IMPACT INVESTING
We believe capital can be a powerful force for creating a world of shared abundance, collective thriving, and democratized power.
When we began our journey toward 100% mission alignment, we discovered that few tools existed for investors like us, who seek to advance gender and racial justice. Rather than accept those limitations, we’ve spent the past decade working with our partners and peers to fill in the gaps. Together, we’re envisioning a world where finance exists to serve people, instead of the other way around.
We know our investments and philanthropy can't create this change alone. But we're trying—experimenting with new approaches, making mistakes, refining our practice, and hoping our piece of the work contributes to a future where women, gender-expansive people, and BIPOC communities can lay full claim to capital and power.
Public Equities (Stocks)
Reshaping lives by reimagining markets
When guided by values of equity and justice, investment capital can help create material conditions that allow everyone access to the resources they need to thrive.
From our founding, we planned to achieve 100% mission alignment across all our assets, including public investments. So we set out to build a fully mission-aligned public equity portfolio focused on our early mission of advancing women's health.
We used our grantmaking dollars to fund research to advance the field of gender-lens investing, and then evaluated companies for investment across economic empowerment, education, health, legal rights, and personal safety.
In 2022, we created a racial equity fund, working with the Racial Equity Asset Lab to audit our holdings and ensure that our final years of investing prioritize both economic and racial justice. Our investments now include the Adasina Social Justice All Cap Global ETF, which uses community-sourced impact data to evaluate companies across racial, gender, economic, and climate justice—an approach developed by our former grantee and ongoing partner, Adasina Social Capital.
We also partnered with Mission Driven Finance to support emerging fund managers of color, using our grant dollars to build infrastructure and a low interest loan fund that provides working capital for launching investment firms—because transforming who manages capital is as crucial as transforming how it's invested.
Since 2015, our portfolio has met or outperformed major benchmarks. Even accounting for market volatility, we have consistently demonstrated that mission aligned public investing can be both profitable and impactful.
Private Equity
Investing in lasting change
Through direct investments in companies addressing critical gaps in women's health, we've helped build an ecosystem of market-based approaches to systemic problems. But creating lasting change required more than funding individual companies—it meant building infrastructure to attract additional capital to this overlooked field.

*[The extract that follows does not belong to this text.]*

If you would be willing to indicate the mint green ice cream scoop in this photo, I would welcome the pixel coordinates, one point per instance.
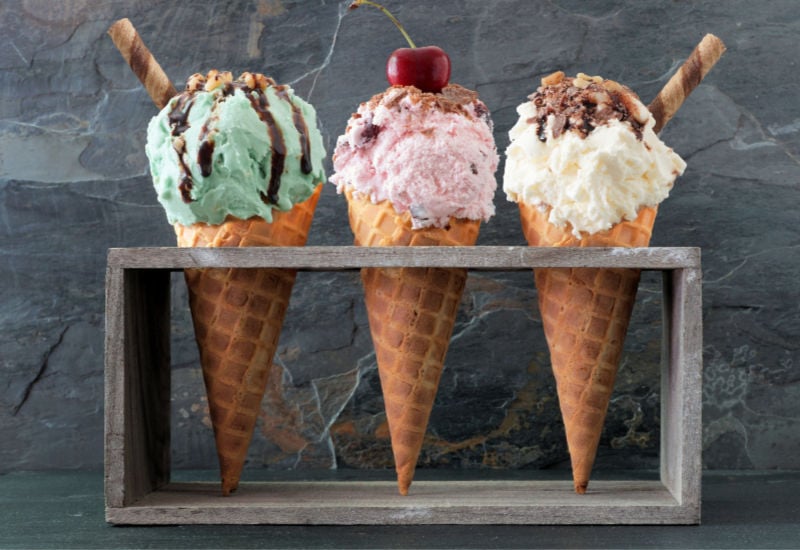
(233, 147)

From our early years, we developed a co-investment strategy to foster partnerships across the investment lifecycle, positioning ourselves as a key player in early-stage investments focused on reproductive health and gender-lens investing. This approach allowed us to leverage our resources beyond grant dollars, using investment capital to demonstrate market opportunities others had overlooked.
In 2018, this led us to incubate and launch our anchor organization, Rhia Ventures, which builds new pathways for directing investment capital toward health equity and reproductive justice.

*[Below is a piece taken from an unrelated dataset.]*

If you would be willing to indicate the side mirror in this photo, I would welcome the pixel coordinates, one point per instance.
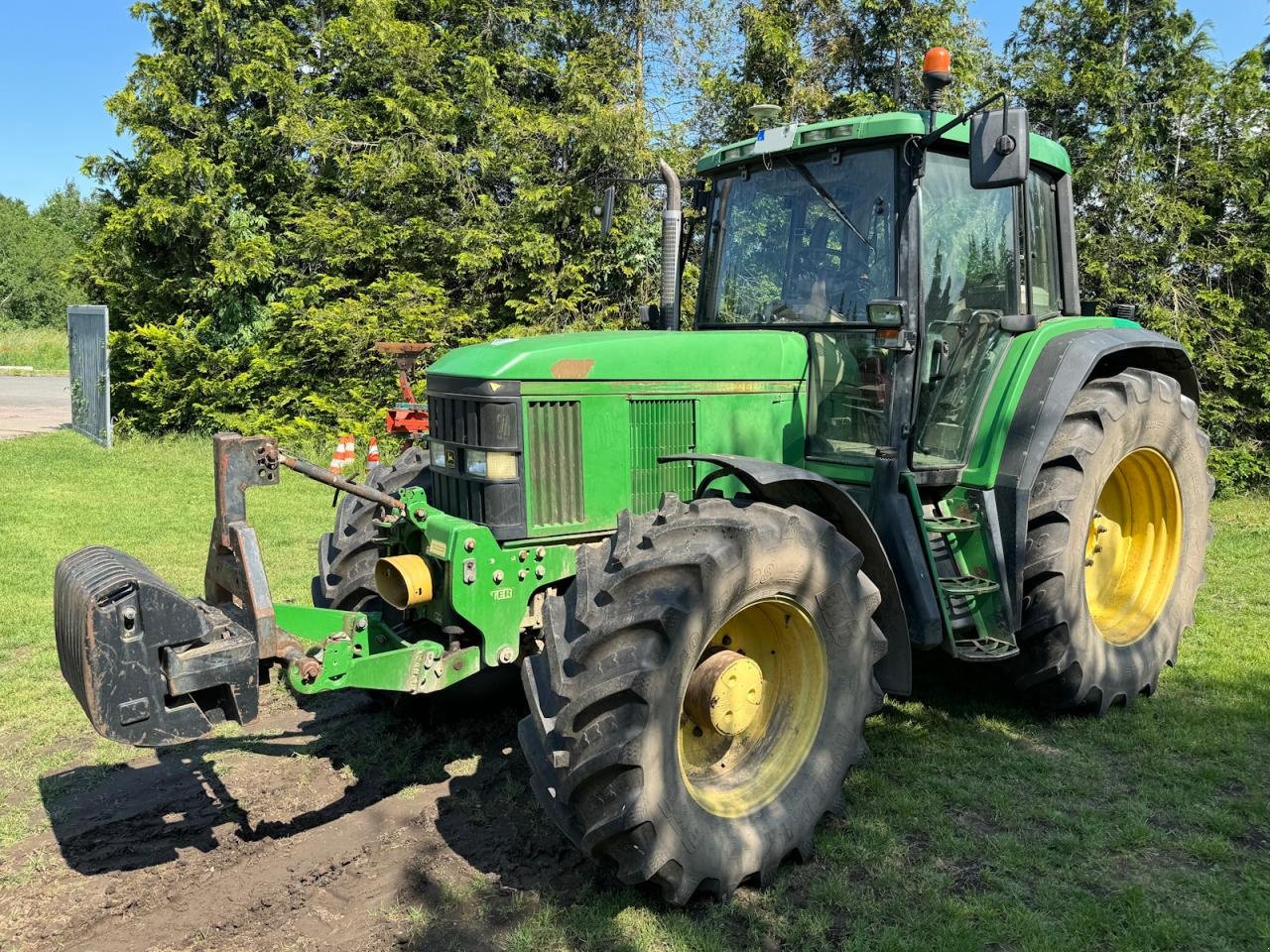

By working alongside many partners and co-investors, Rhia Ventures has attracted tens of millions of dollars into reproductive health innovation: a glimpse at what’s possible when philanthropy acts as a connector, rather than controller, of capital.
Private Sector
Upholding values and building value
Every day, businesses shape the lives of millions through their workplace policies, healthcare benefits, and ways they influence the systems and structures that govern communities. These decisions determine whether workers are able to live safe and financially stable lives, whether communities thrive or struggle, and whether our democratic institutions strengthen or erode.
As investors, foundations hold a uniquely powerful, yet often overlooked, tool for advancing justice. Through shareholder resolutions, proxy voting, and direct engagement with corporate leadership, we've advocated for expanded reproductive healthcare benefits, transparency in corporate political giving, and data privacy for consumers.
Today, our shareholder work is ongoing at Rhia Ventures, and our corporate engagement work is carried forward by our anchor organization, Inclusive Business at BSR, which is helping build an economy where corporate influence strengthens rather than erodes our collective capacity to flourish.
IN PRACTICE
Gender Equality Funds Tool
Putting investments to work differently; not just in our own portfolio, but across the entire ecosystem.
Early in our journey, we discovered something that shouldn't have surprised us: the financial world had no tools to measure whether investments actually supported gender equity.
Investors who cared about advancing women's economic power were left guessing which funds aligned with their values—a perfect example of how systems preserve the status quo through opacity.
We partnered with Equileap and As You Sow to address this gap, using our grant dollars to build the Gender Equality Funds tool. It's a simple premise: make gender data on mutual funds and ETFs publicly accessible, proving investors don't have to choose between their values and returns.
The tool evaluates funds across dimensions like women in leadership, pay equity, and workplace policies; information that was previously scattered or unavailable. By funding this infrastructure, we aimed to enable more investors, including ourselves, to consider gender impacts in their decisions.
With the Gender Equality Funds tool, we saw how a single grant created a multiplier effect: our philanthropic dollars built infrastructure that redirects investment dollars at scale, demonstrating how strategic grantmaking can catalyze collective power and contribute to entire fields of practice.